Theaterpremiere:Die wollen nur spielen

Philipp Arnold inszeniert Shakespeares "Macbeth" am Volkstheater. Es ist die letzte Premiere an der Brienner Straße, bevor das Theater ins neue Haus im Schlachthofviertel umzieht

Von Egbert Tholl

Das wird's dann gewesen sein. "Macbeth" war die letzte Premiere im alten Volkstheater an der Brienner Straße. Bis zum 20. Juni wird hier noch gespielt, dann erfolgt der Umzug nach Sendling ins neue, verheißungsvolle Haus. In ein richtiges Theater.

Seit 1983 war das Münchner Volkstheater eine Sporthalle, in der Theater gespielt wurde, und all die Jahre hindurch war es immer wieder erstaunlich, was man in so einer Turnhalle alles machen kann, vor allem seit Christian Stückl das Haus leitet, also seit 2002. Das Imperfekte des Hauses gebar einen Charme, wie ihn manchmal Ausweichspielstätten haben. Und doch ist es eigentlich eine Zumutung, hier Theater zu machen. Es gibt keine Seitenbühne, keine Hinterbühne, die Unterbühne ist vielleicht 50 Zentimeter hoch und beherzte Darstellende können da unten herumkrabbeln. Es gibt auch eine Obermaschinerie, natürlich nicht. Wenn hier ein Bühnenbild steht, dann steht es - tatsächlich fallen einen vielleicht drei Produktionen aus den vergangenen Jahrzehnten ein, bei denen es nach der Pause auf der Bühne bedeutend anders ausschaute als vorher.
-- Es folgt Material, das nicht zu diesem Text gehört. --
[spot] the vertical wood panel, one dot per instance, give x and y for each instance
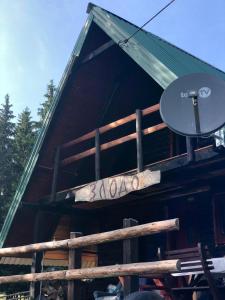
(97, 155)
(74, 290)
(130, 255)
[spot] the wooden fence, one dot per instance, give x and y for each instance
(158, 267)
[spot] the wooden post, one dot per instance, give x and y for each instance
(36, 266)
(55, 174)
(74, 292)
(139, 140)
(190, 149)
(130, 255)
(97, 154)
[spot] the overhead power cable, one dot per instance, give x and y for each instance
(140, 28)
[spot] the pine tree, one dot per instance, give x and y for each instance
(45, 106)
(7, 171)
(24, 140)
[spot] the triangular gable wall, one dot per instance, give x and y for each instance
(161, 60)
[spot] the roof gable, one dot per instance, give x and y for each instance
(161, 60)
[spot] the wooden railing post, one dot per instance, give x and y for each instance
(55, 174)
(130, 255)
(190, 149)
(37, 257)
(74, 291)
(139, 140)
(97, 154)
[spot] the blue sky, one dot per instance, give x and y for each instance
(37, 37)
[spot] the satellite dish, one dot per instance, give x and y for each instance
(194, 105)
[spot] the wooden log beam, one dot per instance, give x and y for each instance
(111, 144)
(158, 267)
(98, 51)
(103, 129)
(95, 239)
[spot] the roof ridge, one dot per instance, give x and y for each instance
(92, 5)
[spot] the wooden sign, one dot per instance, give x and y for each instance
(117, 187)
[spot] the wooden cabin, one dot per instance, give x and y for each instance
(109, 86)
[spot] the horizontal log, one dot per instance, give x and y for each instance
(166, 266)
(95, 239)
(111, 144)
(103, 129)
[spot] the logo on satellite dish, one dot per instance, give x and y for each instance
(203, 92)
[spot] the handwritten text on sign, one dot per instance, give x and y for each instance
(117, 187)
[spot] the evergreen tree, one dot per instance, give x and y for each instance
(45, 106)
(7, 170)
(24, 140)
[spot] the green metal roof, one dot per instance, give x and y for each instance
(160, 59)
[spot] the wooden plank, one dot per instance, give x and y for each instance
(55, 174)
(110, 126)
(130, 255)
(116, 187)
(140, 166)
(73, 287)
(157, 267)
(111, 144)
(95, 239)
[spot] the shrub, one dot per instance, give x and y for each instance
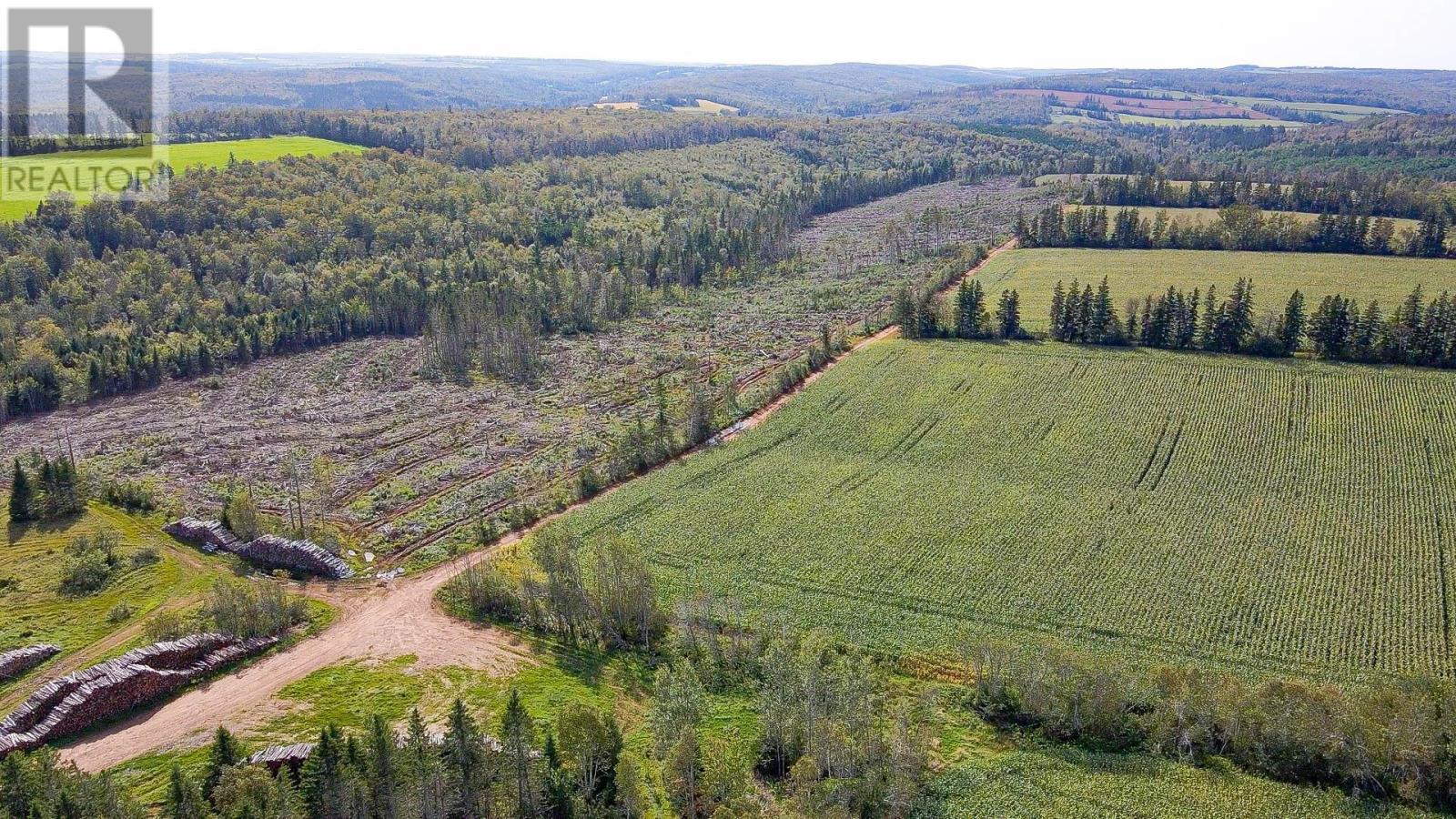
(135, 496)
(252, 610)
(145, 557)
(91, 560)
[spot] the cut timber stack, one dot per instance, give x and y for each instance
(77, 702)
(303, 555)
(268, 550)
(208, 535)
(278, 755)
(18, 662)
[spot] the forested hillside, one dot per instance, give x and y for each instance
(258, 259)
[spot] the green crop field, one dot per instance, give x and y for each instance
(179, 157)
(1067, 783)
(1157, 504)
(1133, 274)
(1213, 121)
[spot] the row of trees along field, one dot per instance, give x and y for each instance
(1238, 228)
(259, 259)
(1390, 739)
(1419, 331)
(1375, 196)
(830, 733)
(1397, 160)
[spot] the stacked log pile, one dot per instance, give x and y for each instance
(303, 555)
(278, 755)
(77, 702)
(268, 550)
(207, 535)
(15, 663)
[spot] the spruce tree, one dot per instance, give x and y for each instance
(1292, 329)
(322, 775)
(382, 770)
(517, 734)
(1008, 315)
(223, 755)
(21, 494)
(184, 799)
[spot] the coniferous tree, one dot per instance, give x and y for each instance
(972, 318)
(184, 797)
(320, 780)
(382, 770)
(466, 761)
(1292, 327)
(519, 734)
(1008, 315)
(223, 755)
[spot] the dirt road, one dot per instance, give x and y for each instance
(385, 622)
(380, 622)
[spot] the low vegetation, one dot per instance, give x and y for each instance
(1139, 274)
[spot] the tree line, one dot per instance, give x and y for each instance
(267, 258)
(46, 489)
(1237, 228)
(1417, 331)
(1390, 739)
(1366, 196)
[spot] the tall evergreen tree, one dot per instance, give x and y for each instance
(519, 736)
(1292, 327)
(22, 496)
(184, 797)
(382, 770)
(465, 758)
(223, 755)
(1008, 315)
(322, 777)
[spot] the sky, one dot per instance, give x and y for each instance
(1040, 34)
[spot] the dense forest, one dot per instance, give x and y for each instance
(1350, 193)
(258, 259)
(1238, 228)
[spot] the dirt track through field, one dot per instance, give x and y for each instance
(386, 622)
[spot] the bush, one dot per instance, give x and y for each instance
(91, 561)
(145, 557)
(171, 625)
(488, 593)
(252, 610)
(135, 496)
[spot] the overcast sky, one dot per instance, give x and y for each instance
(1397, 34)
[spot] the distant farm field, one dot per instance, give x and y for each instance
(66, 169)
(1266, 515)
(1133, 274)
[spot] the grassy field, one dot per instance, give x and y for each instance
(1155, 504)
(179, 157)
(1337, 109)
(976, 770)
(33, 610)
(1072, 783)
(1133, 274)
(706, 106)
(1213, 121)
(1084, 178)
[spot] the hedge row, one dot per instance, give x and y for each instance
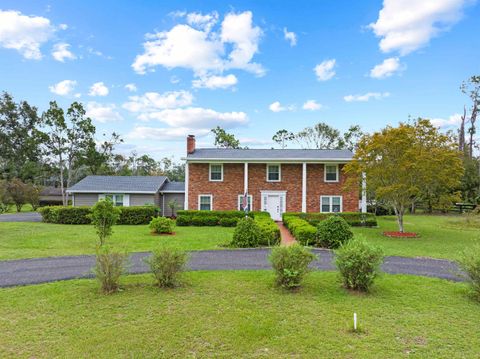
(355, 219)
(210, 218)
(80, 215)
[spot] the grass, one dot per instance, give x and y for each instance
(240, 314)
(30, 240)
(440, 236)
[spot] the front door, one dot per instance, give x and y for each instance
(273, 207)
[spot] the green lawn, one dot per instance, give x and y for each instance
(440, 236)
(240, 314)
(29, 240)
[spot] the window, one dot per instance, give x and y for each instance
(205, 202)
(329, 204)
(216, 172)
(331, 173)
(240, 202)
(116, 199)
(273, 173)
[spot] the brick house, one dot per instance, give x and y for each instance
(276, 181)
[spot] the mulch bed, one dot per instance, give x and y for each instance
(401, 234)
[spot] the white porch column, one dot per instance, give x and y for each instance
(186, 185)
(304, 187)
(364, 193)
(245, 177)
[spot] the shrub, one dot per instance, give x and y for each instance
(303, 231)
(333, 232)
(358, 263)
(166, 265)
(228, 222)
(290, 264)
(161, 225)
(470, 263)
(109, 266)
(246, 234)
(137, 215)
(104, 215)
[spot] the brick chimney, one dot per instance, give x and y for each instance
(190, 144)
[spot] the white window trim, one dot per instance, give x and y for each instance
(206, 195)
(330, 203)
(210, 172)
(251, 201)
(325, 172)
(279, 172)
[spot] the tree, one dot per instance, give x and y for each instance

Beim "Macbeth"gibt es keine Pause, und das Bühnenbild besteht aus zwei Leinwänden an Stahlgestängen, die man herumrollen, zu einem Käfig zusammenschieben oder als Klettergerüst nutzen kann. Was Viktor Reim da hingestellt hat, ist also nicht das beste Beispiel für die Erfindungsgabe vieler Bühnenbildner und Bühnenbildnerinnen, die hier schon die lustigesten Sachen gebaut haben, einen bayerischen Bierbauch, eine Rokoko-Spieldose oder den Eingang zum Paradies.

Es kann nun einen also dennoch ein bisschen eine Wehmut überkommen, die natürlich völlig unangebracht ist, schließlich wünscht man allen, die hier arbeiten, die schönsten Bedingungen für dieses Arbeiten. Und das neue Haus im Schlachthofviertel verspricht, alles zu können, was ein Theater können muss. Das alte Volkstheater kann eigentlich nichts, aber aus dieser Widrigkeit heraus entstand eben der Charme der kreativen Anarchie, der hier immer wieder bezauberte. Da hofft man natürlich, dass von diesem Geist auch ein bisschen was nach Sendling getragen wird, was so unwahrscheinlich nicht ist, schließlich wandert ja die ganze Truppe mitsamt Stückl dort hin. Und Philipp Arnold wird Hausregisseur; er hat auch schon ein paar schöne Sachen abgeliefert, war bei "Radikal jung" eingeladen und hat am Volkstheater "Wer hat meinen Vater umgebracht" inszeniert. Nur mit dem "Macbeth" kommt er nicht so recht zurande.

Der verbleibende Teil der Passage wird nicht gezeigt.